We were unable to secure further fixation because of the previous intramedullary rod. This was discussed with the surgical team, and it was felt best to leave the intramedullary rod to further stabilize the proximal fragments. Fluoroscopy was then again used to confirm reduction of the elbow in both the AP and lateral planes. Final x-rays were taken proximally, which then showed that the lateral cortex, with holding in the intramedullary nail, had blown out due to severe osteoporosis of the left proximal humerus. An incision was then made extending the initial incision from the entrance of the intramedullary nail to the proximal locking screw. This incision was then taken again through deltoid splitting in a longitudinal incision. Great care was made to ensure and identify that there was no axillary nerve in the surgical field. Two Zimmer cables were placed proximally to secure the intramedullary nail into the blown out lateral cortex and to reduce the blown out lateral cortex fragments. Blunt dissection was used for placement of these proximal cables around the bone to ensure that the radial nerve was protected within the spiral groove at all times and the cable was not placed on or near the radial nerve.

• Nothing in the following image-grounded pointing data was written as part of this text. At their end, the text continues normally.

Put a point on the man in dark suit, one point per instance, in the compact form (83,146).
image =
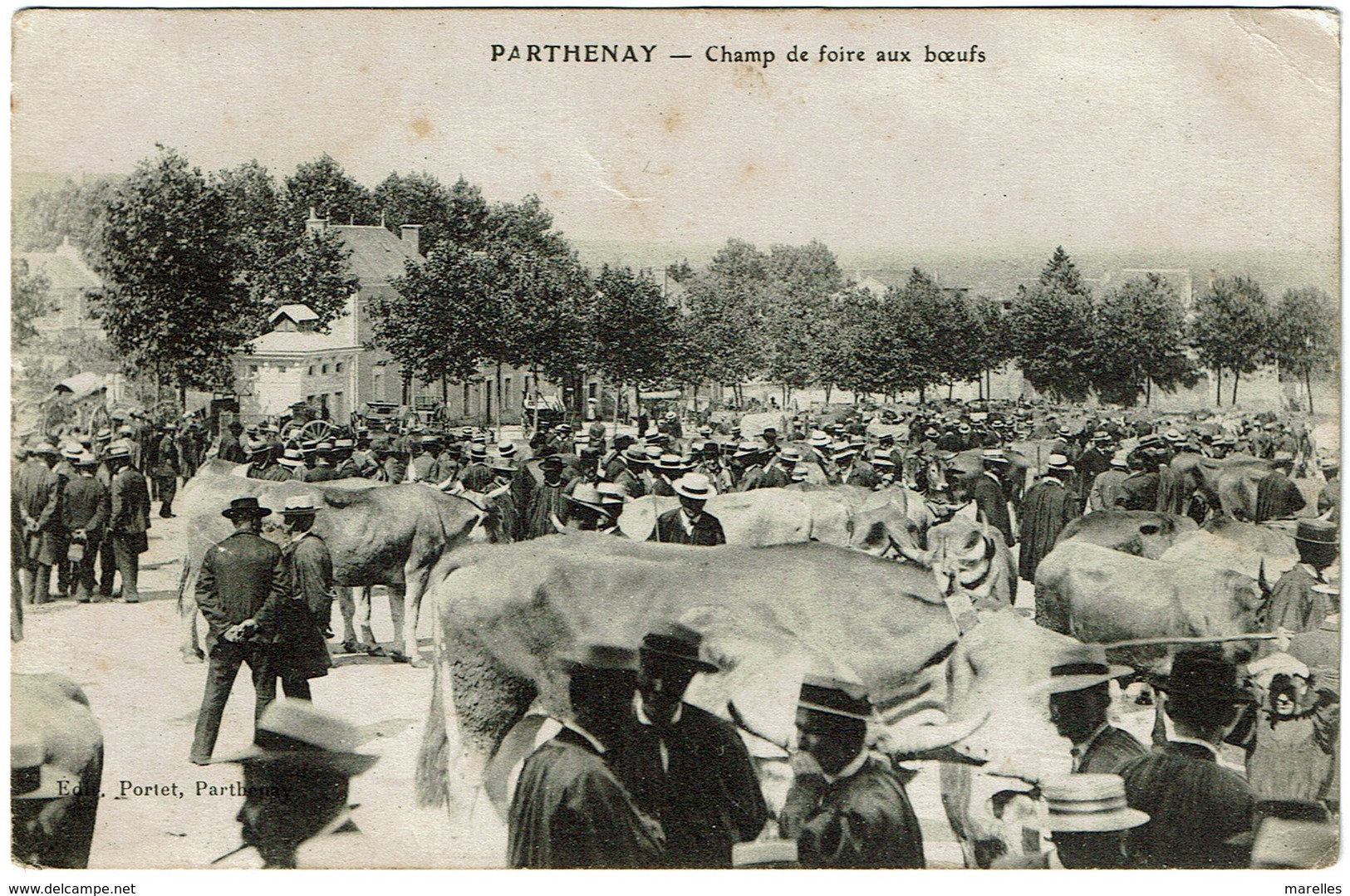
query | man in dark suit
(986,489)
(1080,695)
(293,622)
(855,811)
(685,766)
(568,809)
(237,578)
(129,520)
(1196,805)
(86,513)
(690,524)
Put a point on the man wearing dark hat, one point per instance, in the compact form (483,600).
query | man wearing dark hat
(37,492)
(1295,602)
(855,813)
(235,580)
(1080,695)
(1195,805)
(1048,507)
(296,781)
(749,466)
(84,511)
(548,501)
(684,766)
(129,517)
(168,466)
(293,622)
(568,809)
(690,524)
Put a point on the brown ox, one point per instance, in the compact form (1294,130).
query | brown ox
(505,614)
(1142,533)
(53,712)
(1102,595)
(1229,483)
(377,535)
(975,556)
(842,516)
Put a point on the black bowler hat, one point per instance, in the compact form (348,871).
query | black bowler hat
(676,641)
(1203,675)
(244,507)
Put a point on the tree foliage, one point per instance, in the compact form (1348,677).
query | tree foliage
(172,302)
(28,300)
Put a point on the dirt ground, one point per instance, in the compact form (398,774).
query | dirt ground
(125,658)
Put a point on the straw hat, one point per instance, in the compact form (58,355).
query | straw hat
(295,733)
(695,486)
(1082,803)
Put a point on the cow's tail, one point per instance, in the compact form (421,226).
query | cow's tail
(432,779)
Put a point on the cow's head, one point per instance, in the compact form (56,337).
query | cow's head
(881,528)
(963,554)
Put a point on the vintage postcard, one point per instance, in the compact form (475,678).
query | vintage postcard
(481,438)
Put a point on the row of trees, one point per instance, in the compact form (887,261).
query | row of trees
(194,262)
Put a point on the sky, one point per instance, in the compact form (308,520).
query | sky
(1123,129)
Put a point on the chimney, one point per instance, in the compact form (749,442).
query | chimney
(315,226)
(412,233)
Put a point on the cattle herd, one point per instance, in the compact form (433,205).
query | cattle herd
(874,557)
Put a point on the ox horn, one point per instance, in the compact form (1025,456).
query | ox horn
(911,740)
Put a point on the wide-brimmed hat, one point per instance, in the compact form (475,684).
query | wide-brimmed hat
(671,463)
(302,505)
(1086,669)
(1318,532)
(587,496)
(295,733)
(600,656)
(611,492)
(695,485)
(1205,675)
(30,777)
(246,507)
(827,694)
(1087,803)
(676,641)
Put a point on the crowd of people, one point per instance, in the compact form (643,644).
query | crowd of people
(637,777)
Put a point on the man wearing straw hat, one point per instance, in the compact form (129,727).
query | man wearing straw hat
(684,766)
(690,524)
(568,809)
(1080,695)
(855,813)
(1295,604)
(1195,805)
(296,784)
(293,622)
(235,580)
(1087,818)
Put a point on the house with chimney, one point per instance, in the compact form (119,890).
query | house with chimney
(336,371)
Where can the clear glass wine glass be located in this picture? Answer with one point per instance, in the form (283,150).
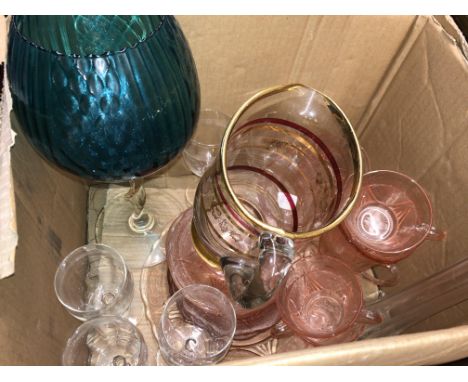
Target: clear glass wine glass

Once again, fluoroscopy was used to confirm reduction. Adequate reduction was confirmed throughout the shoulder, mid humerus, and elbow in both the AP and lateral planes. The wounds were then vigorously irrigated. Fascia overlying the triceps and deltoid were both repaired with 0 Vicryl suture followed by 2-0 Vicryl suture subcutaneously and staples for the skin. The wounds were covered with Xeroform gauze, 4 x 4's, and Webril. A post-mold plaster cast splint was placed over the left arm and wrapped with sterile Webril and Ace bandage. The patient awoke from anesthesia in stable condition and was transferred to the recovery room. Total intraoperative use of blood products included 1 unit of packed RBCs. The patient also received platelet transfusion during the case. The patient's vitals are completely stable.